Partai ideologis harus dibentuk dalam tatanan partai kader sehingga nilai-nilai bisa diajarkan, dijaga dan diterapkan ketika kekuasaan/kepemimpinan bisa diraih.
Keempat.
Sebagai bagian dari entitas demokrasi maka partai harus komitmen dengan prinsip-prinsip demokrasi terutama dalam menjalankan manajemen kepartaian.
Tantang penguatan parpol kita hari ini adalah kita tidak konsisten dengan pilihan ideologis kontitusional yang ada, namun cenderung hanyut dalam arus ideologis praktis yang berkembang dari masa ke masa seperti terma ideologi nasionalis, agama, sosialis dan sebagainya.
Disamping itu trauma orde baru membuat kita membuka kran yang terlalu lebar untuk lahirnya partai-partai baru sehingga lupa untuk menutupnya sehingga terjadi “banjir” partai yang jika ditilik basis ideologisnya sama saja dengan yang sudah ada.
Apakah ini sebuah pilihan dengan orientasi kebangsaan ataukah sekadar pertarungan kekuasaan dengan pertimbangan pragmatisme semata?
Lima prasyarat yang Penulis kemukakan diatas jika tidak diterapkan maka bukan saja kehidupan demokrasi kita yang tidak akan bergerak menuju kualitas yang terus membaik namun secara teknis menyulitkan penyelenggaraan pemilu itu sendiri.
Lihat saja bagaimana mana fenomena personalisasi partai telah melahirkan praktik-praktik tidak demokratis dalam pengisian kepemimpinan dan manajemen partai.
Partai ditentukan oleh siapa yang memimpin bukan ditentukan oleh nilai-nilai internal partai, akibatnya terjadi banyak pemecatan dan pergantian pengurus menjelang pendaftaran partai dan saat pendaftaran caleg yang mengakibatkan partai tidak siap ketika harus berhadapan dengan agenda tahapan pemilu dan yang sering menjadi korban adalah penyelenggara pemilu itu sendiri.
Lemahnya ideologi partai dan miskinnya penerapan konsep partai kader menyebabkan kontestasi pemilu berubah menjadi kontestasi perebutan jabatan dan pekerjaan dengan penghasilan yang menggiurkan.
Bukan hanya publik dirugikan karena partai hanya menyediakan pilihan berupa caleg-caleg miskin konsep namun juga menyebabkan tergerusnya kepercayaan terhadap lembaga-lembaga demokrasi akibat inkompetensi dan inkonsistensi calon terpilih - jelas ini berimplikasi terhadap demokrasi yang dibangun di negeri ini.
Kematangan Demokrasi
Moh.
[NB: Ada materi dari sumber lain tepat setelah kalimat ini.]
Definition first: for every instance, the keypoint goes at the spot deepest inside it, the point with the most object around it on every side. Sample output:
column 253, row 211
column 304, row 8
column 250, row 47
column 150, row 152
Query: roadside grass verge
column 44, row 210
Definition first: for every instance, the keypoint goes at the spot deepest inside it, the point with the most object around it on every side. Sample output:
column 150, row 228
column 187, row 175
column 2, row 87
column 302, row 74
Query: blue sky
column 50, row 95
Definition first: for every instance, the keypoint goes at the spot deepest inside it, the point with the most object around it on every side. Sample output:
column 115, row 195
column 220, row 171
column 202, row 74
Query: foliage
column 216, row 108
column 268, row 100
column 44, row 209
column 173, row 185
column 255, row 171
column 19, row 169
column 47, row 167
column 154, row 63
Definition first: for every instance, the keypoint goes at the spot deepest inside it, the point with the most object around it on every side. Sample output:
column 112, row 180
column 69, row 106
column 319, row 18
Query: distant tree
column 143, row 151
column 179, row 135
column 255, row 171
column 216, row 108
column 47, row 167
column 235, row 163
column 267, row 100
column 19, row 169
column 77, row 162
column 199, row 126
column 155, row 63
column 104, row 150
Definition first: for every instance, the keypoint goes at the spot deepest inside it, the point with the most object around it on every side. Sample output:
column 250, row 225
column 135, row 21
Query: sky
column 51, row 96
Hatta menyebutkan bahwa partai adalah alat publik untuk menyampaikan aspirasi. JIka ingin kehidupan berbangsa dan bernegara menjadi lebih baik, publik harus diyakinkan bahwa demokrasi yang kita terapkan hari ini bisa dipercaya sebagai alat mencapai kesejahtaraan rakyat.
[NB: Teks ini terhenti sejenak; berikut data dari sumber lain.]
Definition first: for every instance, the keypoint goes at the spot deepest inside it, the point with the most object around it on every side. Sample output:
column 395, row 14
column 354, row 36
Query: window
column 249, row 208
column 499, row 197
Kepercayaan yang dibangun dengan cara menerapkan peran parpol dalam menyediakan kader-kader dan program-program yang berkualitas dan praktik-praktik kepemimpinan yang taat hukum dan taat prinsip-prinsip penyelenggaraan kehidupan bernegara yang demokratis.
Penyederhanaan jumlah partai dengan basis ideologis (tidak harus dibatasi 2-3 saja) akan berdampak pada kontestasi yang relatif mudah dipahami oleh publik karena ada konsep yang jelas dan pilihan program yang konkrit yang disediakan oleh parpol dalam kontestasi pemilu.
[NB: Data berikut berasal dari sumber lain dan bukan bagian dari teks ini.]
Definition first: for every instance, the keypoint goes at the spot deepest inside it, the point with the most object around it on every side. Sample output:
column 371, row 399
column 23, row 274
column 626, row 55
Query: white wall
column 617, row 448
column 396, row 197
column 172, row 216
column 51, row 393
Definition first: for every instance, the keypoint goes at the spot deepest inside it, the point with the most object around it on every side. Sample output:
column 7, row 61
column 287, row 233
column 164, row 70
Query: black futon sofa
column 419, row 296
Publik harus diajarkan dan mulai belajar menggunakan pemilihan umum sebagai ikhtiar perbaikan kehidupan masyarakat berdasarkan ukuran rasionalitas bukan lagi primordialitas (SARA).
Dengan kematangan demokrasi via penguatan parpol ini kita berharap tidak ada lagi fenomena “kutu loncat”; perebutan caleg; pemecatan pengurus menjelang pemilu; pembajakan partai dalam pilkada; distrust terhadap lembaga negara dan partai dan; apatisme publik terhadap demokrasi dan pemilu. Semoga!